- Genre: Cooking
- Presented by: Alma Kitchell
- Announcer: Ray Forrest
- Country of origin: United States
- Original language: English

Production
- Camera setup: Multi-camera
- Running time: 15 minutes

Original release
- Network: NBC
- Release: 21 May 1947 – 30 June 1948

= In the Kelvinator Kitchen =

In the Kelvinator Kitchen is an NBC Television Network series which aired from 21 May 1947 to 30 June 1948. The series was a cooking show sponsored by Kelvinator, and the appliances used on the show were from that company.

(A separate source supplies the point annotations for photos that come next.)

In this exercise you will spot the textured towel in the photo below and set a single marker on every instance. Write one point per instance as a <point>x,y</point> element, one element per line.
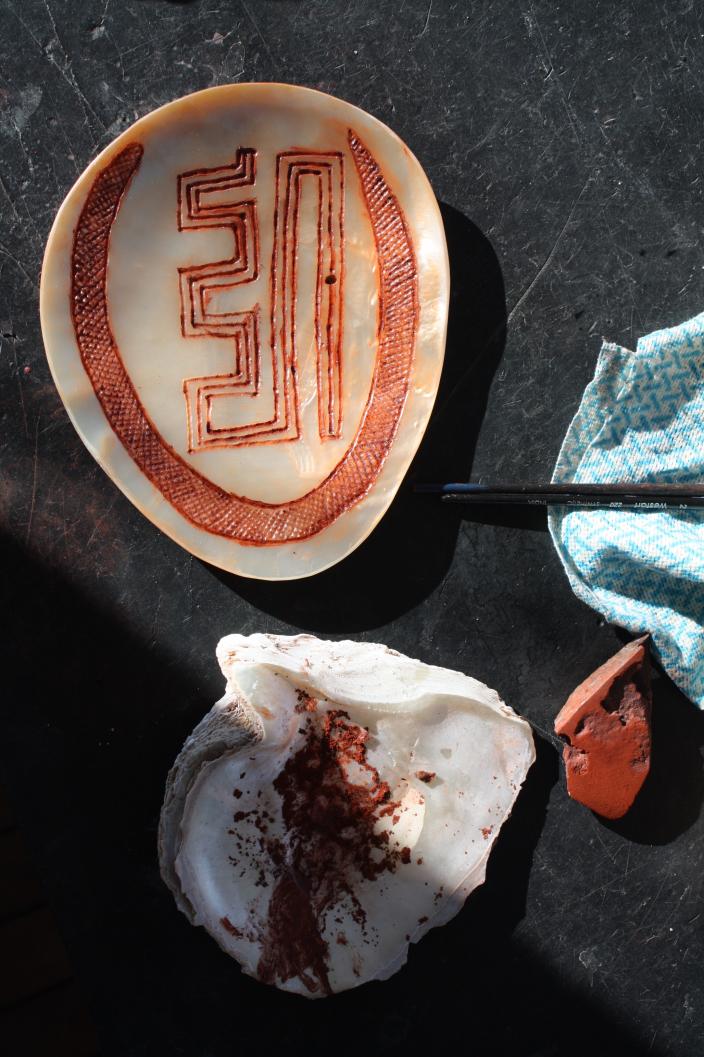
<point>642,419</point>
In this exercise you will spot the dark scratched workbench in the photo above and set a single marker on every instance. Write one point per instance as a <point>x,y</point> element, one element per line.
<point>563,140</point>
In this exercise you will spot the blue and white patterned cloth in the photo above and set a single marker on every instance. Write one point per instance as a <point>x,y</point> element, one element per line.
<point>642,419</point>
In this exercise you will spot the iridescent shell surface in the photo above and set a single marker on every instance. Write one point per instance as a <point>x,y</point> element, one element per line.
<point>244,302</point>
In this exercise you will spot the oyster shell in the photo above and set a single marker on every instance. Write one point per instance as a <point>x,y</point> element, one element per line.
<point>243,302</point>
<point>340,800</point>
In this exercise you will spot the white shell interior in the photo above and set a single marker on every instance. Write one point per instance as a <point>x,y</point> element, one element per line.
<point>421,719</point>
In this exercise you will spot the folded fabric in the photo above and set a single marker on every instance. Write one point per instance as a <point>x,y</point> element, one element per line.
<point>642,420</point>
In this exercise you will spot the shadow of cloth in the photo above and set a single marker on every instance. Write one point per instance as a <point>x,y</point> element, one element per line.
<point>411,549</point>
<point>670,800</point>
<point>92,719</point>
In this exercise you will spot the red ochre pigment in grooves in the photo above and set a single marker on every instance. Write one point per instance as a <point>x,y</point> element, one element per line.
<point>332,798</point>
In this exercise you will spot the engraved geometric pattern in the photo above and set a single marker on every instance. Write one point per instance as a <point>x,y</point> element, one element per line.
<point>208,199</point>
<point>193,496</point>
<point>642,420</point>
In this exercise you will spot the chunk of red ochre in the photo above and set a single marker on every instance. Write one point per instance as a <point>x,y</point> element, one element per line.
<point>606,723</point>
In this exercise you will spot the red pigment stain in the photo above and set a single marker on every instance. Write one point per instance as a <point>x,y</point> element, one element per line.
<point>330,819</point>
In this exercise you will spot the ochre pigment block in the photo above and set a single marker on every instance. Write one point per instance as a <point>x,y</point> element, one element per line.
<point>606,723</point>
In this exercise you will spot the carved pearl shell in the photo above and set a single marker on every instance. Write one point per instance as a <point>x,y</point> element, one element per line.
<point>244,302</point>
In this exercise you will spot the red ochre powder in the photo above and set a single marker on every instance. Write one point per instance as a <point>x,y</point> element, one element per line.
<point>332,798</point>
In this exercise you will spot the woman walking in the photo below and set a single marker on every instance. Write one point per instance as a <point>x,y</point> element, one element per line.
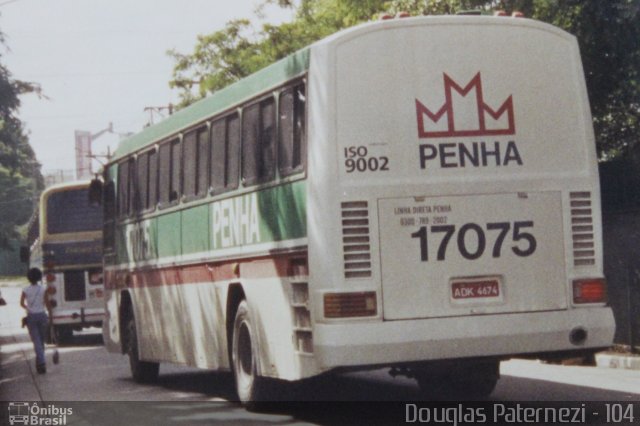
<point>34,299</point>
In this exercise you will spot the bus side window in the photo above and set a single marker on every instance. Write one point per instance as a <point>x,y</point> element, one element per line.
<point>202,177</point>
<point>109,235</point>
<point>152,198</point>
<point>142,183</point>
<point>258,142</point>
<point>196,155</point>
<point>225,145</point>
<point>234,138</point>
<point>123,188</point>
<point>190,164</point>
<point>169,173</point>
<point>292,145</point>
<point>218,155</point>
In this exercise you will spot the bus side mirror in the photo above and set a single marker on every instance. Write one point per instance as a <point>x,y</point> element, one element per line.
<point>95,192</point>
<point>24,254</point>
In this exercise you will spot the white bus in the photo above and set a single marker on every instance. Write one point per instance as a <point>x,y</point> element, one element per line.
<point>416,193</point>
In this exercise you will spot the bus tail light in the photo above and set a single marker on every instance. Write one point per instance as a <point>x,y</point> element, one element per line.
<point>348,305</point>
<point>592,290</point>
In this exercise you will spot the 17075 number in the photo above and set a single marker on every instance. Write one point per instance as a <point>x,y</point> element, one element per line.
<point>523,243</point>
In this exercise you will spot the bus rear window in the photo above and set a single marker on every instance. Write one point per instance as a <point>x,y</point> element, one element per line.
<point>69,211</point>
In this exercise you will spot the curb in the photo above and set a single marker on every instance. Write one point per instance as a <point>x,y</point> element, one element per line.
<point>626,362</point>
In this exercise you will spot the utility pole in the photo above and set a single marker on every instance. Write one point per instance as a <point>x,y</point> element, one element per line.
<point>158,110</point>
<point>84,155</point>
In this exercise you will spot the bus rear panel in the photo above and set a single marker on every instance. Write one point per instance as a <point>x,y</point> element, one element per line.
<point>461,189</point>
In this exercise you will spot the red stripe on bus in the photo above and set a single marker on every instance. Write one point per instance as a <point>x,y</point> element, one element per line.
<point>264,267</point>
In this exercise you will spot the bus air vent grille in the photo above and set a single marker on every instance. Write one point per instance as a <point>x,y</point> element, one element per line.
<point>356,240</point>
<point>582,231</point>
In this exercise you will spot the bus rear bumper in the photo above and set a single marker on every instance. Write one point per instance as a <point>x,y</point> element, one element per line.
<point>507,335</point>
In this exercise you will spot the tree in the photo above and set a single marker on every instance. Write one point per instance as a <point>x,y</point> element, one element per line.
<point>608,33</point>
<point>20,177</point>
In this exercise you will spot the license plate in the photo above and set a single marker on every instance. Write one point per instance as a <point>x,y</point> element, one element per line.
<point>480,289</point>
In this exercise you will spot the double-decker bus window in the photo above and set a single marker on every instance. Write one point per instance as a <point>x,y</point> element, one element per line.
<point>169,173</point>
<point>109,215</point>
<point>258,136</point>
<point>142,183</point>
<point>152,198</point>
<point>190,163</point>
<point>164,178</point>
<point>70,211</point>
<point>202,177</point>
<point>174,195</point>
<point>218,154</point>
<point>225,144</point>
<point>292,130</point>
<point>234,135</point>
<point>123,189</point>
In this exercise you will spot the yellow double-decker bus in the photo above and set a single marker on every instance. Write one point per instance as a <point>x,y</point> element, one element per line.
<point>65,242</point>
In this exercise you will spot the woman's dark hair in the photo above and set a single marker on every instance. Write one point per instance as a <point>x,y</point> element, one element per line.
<point>34,275</point>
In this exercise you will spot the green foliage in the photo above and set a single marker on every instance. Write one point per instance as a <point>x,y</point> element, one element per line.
<point>20,177</point>
<point>608,33</point>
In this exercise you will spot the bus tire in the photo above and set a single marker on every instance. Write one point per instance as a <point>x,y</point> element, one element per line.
<point>250,387</point>
<point>141,371</point>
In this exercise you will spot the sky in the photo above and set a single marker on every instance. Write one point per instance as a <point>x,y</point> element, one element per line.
<point>103,61</point>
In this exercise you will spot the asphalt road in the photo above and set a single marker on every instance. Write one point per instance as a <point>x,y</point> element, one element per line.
<point>96,383</point>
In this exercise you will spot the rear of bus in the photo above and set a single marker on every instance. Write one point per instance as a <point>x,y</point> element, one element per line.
<point>456,174</point>
<point>71,238</point>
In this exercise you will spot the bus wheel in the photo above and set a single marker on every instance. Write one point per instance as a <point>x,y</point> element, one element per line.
<point>473,383</point>
<point>249,385</point>
<point>142,371</point>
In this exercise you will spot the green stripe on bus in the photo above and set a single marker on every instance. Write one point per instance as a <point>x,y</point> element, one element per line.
<point>267,216</point>
<point>269,77</point>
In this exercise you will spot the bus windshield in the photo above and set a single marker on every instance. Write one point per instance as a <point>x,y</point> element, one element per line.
<point>69,211</point>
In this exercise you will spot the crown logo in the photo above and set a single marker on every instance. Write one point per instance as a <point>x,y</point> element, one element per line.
<point>474,118</point>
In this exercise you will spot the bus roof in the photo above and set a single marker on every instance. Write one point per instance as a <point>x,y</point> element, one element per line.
<point>234,94</point>
<point>284,70</point>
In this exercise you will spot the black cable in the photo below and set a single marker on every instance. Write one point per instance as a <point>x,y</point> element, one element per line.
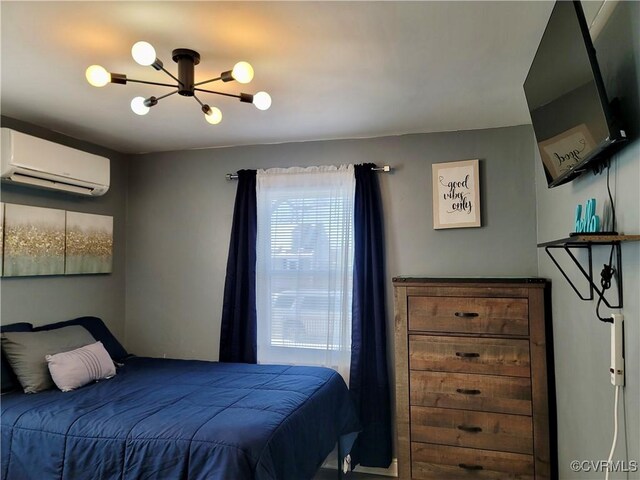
<point>608,271</point>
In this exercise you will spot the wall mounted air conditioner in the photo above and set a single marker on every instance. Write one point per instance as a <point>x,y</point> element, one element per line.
<point>39,163</point>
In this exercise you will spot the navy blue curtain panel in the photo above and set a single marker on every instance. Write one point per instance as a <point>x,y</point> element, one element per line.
<point>238,330</point>
<point>369,379</point>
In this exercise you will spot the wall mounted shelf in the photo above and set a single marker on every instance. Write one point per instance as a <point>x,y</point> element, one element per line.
<point>587,242</point>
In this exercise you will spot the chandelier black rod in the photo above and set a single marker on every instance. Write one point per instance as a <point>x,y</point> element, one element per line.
<point>207,81</point>
<point>218,93</point>
<point>171,75</point>
<point>167,95</point>
<point>151,83</point>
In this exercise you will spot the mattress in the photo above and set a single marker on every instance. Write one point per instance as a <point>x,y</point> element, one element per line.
<point>175,419</point>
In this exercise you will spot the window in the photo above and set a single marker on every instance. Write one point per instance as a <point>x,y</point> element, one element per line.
<point>304,272</point>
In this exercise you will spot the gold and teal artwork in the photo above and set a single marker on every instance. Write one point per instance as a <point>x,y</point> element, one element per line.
<point>89,243</point>
<point>1,237</point>
<point>34,241</point>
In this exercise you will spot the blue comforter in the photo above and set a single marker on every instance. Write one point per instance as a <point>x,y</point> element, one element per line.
<point>179,419</point>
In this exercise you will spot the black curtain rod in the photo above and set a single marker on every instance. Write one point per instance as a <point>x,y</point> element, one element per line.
<point>384,168</point>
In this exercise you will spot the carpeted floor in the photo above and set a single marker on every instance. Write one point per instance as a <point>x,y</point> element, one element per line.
<point>326,474</point>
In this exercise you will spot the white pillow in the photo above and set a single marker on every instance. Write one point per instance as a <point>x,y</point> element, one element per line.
<point>76,368</point>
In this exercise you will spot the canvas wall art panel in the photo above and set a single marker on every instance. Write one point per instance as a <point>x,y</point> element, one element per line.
<point>89,243</point>
<point>456,194</point>
<point>34,241</point>
<point>1,237</point>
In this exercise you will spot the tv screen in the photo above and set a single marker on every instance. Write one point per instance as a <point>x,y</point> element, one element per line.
<point>567,101</point>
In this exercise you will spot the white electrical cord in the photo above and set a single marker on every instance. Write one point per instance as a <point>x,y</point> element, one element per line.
<point>615,431</point>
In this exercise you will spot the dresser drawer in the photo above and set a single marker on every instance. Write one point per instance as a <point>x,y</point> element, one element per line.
<point>487,393</point>
<point>508,316</point>
<point>440,462</point>
<point>466,428</point>
<point>469,355</point>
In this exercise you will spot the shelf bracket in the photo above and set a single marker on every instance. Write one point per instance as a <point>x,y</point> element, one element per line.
<point>588,272</point>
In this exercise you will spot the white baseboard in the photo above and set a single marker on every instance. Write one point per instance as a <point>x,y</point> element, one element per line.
<point>332,464</point>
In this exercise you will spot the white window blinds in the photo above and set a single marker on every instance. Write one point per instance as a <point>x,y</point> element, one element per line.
<point>304,271</point>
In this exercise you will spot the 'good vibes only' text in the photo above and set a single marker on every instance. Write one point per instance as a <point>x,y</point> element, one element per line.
<point>458,192</point>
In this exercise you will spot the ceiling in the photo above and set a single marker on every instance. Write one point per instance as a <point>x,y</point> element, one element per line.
<point>333,69</point>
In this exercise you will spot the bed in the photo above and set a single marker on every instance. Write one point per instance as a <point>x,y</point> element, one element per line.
<point>179,419</point>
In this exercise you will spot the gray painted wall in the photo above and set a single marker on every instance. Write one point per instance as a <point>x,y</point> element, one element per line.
<point>42,300</point>
<point>180,209</point>
<point>584,392</point>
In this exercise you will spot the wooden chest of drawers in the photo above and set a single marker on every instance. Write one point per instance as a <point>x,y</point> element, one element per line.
<point>472,379</point>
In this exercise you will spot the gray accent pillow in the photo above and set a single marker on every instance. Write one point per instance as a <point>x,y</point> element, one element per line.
<point>26,353</point>
<point>78,367</point>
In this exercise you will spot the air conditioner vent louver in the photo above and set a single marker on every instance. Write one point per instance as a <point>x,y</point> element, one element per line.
<point>39,163</point>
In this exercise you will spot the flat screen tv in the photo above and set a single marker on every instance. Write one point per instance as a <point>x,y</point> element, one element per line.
<point>570,112</point>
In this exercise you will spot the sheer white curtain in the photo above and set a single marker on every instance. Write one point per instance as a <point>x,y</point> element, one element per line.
<point>304,267</point>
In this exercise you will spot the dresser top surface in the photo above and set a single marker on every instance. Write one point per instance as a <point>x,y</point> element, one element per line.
<point>402,280</point>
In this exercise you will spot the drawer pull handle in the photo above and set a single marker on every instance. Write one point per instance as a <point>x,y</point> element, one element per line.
<point>465,428</point>
<point>466,314</point>
<point>467,354</point>
<point>466,391</point>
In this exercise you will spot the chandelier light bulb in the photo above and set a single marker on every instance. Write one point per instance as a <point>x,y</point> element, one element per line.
<point>143,53</point>
<point>213,116</point>
<point>242,72</point>
<point>138,106</point>
<point>97,76</point>
<point>262,100</point>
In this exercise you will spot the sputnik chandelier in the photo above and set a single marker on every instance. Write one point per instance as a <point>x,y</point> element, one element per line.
<point>144,54</point>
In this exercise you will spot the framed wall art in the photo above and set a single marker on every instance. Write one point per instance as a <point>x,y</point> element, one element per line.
<point>33,241</point>
<point>456,194</point>
<point>89,246</point>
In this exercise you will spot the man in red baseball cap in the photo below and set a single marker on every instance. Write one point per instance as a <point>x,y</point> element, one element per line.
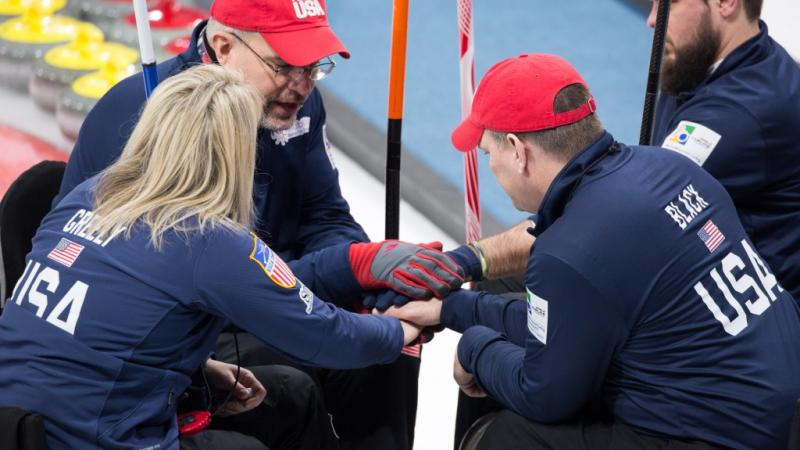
<point>644,301</point>
<point>282,47</point>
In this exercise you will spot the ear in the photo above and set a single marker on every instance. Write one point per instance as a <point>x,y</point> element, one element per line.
<point>521,152</point>
<point>222,43</point>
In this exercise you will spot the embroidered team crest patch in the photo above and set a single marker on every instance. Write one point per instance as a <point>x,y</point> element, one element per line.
<point>272,264</point>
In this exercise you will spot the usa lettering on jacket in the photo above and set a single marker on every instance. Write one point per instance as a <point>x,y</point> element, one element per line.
<point>688,205</point>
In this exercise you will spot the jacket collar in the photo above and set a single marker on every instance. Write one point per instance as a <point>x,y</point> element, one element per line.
<point>569,178</point>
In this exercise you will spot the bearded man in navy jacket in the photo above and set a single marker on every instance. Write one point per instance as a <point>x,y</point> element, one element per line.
<point>644,295</point>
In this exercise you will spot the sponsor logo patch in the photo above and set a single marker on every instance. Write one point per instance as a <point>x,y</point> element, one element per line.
<point>65,252</point>
<point>272,264</point>
<point>692,140</point>
<point>299,128</point>
<point>537,316</point>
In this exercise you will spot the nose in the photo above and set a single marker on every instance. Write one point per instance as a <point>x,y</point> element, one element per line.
<point>302,85</point>
<point>651,18</point>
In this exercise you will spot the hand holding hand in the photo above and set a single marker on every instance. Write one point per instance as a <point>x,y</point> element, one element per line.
<point>417,271</point>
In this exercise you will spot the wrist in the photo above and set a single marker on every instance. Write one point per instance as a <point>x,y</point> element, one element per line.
<point>360,255</point>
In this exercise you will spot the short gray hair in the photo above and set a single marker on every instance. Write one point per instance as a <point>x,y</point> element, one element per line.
<point>214,26</point>
<point>567,140</point>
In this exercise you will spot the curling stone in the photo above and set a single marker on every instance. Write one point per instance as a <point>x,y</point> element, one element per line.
<point>168,20</point>
<point>76,103</point>
<point>61,66</point>
<point>25,39</point>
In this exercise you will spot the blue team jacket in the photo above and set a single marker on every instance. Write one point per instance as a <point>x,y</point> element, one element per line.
<point>742,124</point>
<point>101,336</point>
<point>298,201</point>
<point>644,288</point>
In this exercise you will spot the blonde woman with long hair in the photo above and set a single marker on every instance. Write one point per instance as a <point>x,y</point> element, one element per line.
<point>133,275</point>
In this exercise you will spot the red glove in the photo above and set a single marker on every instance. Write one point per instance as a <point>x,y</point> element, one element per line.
<point>417,271</point>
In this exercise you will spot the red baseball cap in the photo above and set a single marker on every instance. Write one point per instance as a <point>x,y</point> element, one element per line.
<point>518,95</point>
<point>297,30</point>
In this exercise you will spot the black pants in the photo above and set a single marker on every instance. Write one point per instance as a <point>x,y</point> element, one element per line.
<point>292,417</point>
<point>371,408</point>
<point>510,431</point>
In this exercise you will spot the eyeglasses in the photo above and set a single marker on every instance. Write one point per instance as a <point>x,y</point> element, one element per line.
<point>314,72</point>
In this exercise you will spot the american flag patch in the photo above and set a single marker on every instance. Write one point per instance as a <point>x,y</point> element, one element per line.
<point>711,236</point>
<point>66,252</point>
<point>272,264</point>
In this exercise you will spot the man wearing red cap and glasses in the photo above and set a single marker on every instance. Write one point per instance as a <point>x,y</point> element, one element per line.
<point>646,303</point>
<point>283,48</point>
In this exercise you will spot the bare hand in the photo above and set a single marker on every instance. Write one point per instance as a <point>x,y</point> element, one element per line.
<point>466,381</point>
<point>425,313</point>
<point>247,394</point>
<point>410,332</point>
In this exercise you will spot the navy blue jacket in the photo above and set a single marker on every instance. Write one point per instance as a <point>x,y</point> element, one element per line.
<point>101,336</point>
<point>298,201</point>
<point>747,116</point>
<point>643,288</point>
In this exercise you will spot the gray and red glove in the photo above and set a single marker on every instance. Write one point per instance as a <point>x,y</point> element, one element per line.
<point>417,271</point>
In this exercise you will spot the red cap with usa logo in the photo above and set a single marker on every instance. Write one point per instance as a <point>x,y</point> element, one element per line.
<point>297,30</point>
<point>518,95</point>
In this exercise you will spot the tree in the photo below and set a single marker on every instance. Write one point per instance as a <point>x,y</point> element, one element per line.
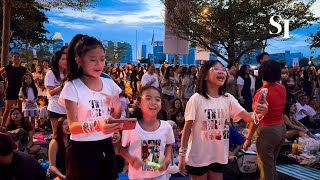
<point>114,53</point>
<point>21,4</point>
<point>26,30</point>
<point>235,26</point>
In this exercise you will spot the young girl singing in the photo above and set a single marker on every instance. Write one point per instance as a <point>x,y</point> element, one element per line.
<point>148,148</point>
<point>90,154</point>
<point>205,137</point>
<point>28,95</point>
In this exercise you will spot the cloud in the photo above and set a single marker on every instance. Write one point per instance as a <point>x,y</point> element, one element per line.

In her book Encyclopedia of Kitchen History, Mary Ellen Snodgrass cited the program as "the first commercial network series and first televised cooking show on the air." Another cooking program, I Love to Eat, was actually the first of its kind, having debuted on NBC on August 30, 1946.

Alma Kitchell hosted, and Ray Forrest was the announcer on this series. Each episode was 15 minutes long and aired Wednesdays at 8:30pm ET.

The program originated in the studios of WNBT.

A review in the May 17, 1947, issue of the trade publication Billboard called the show "an unpretentious program with sustained commercial impact."

==Episode status==
No footage of the show is known to survive.

A description of the show appears in the August 30, 1947, issue of The New Yorker magazine. In the article, Robert Rice chronicles one week of TV set owner Harry Dubin's viewing when TV was still a relative novelty, with fewer than 200,000 TV sets in use throughout the country.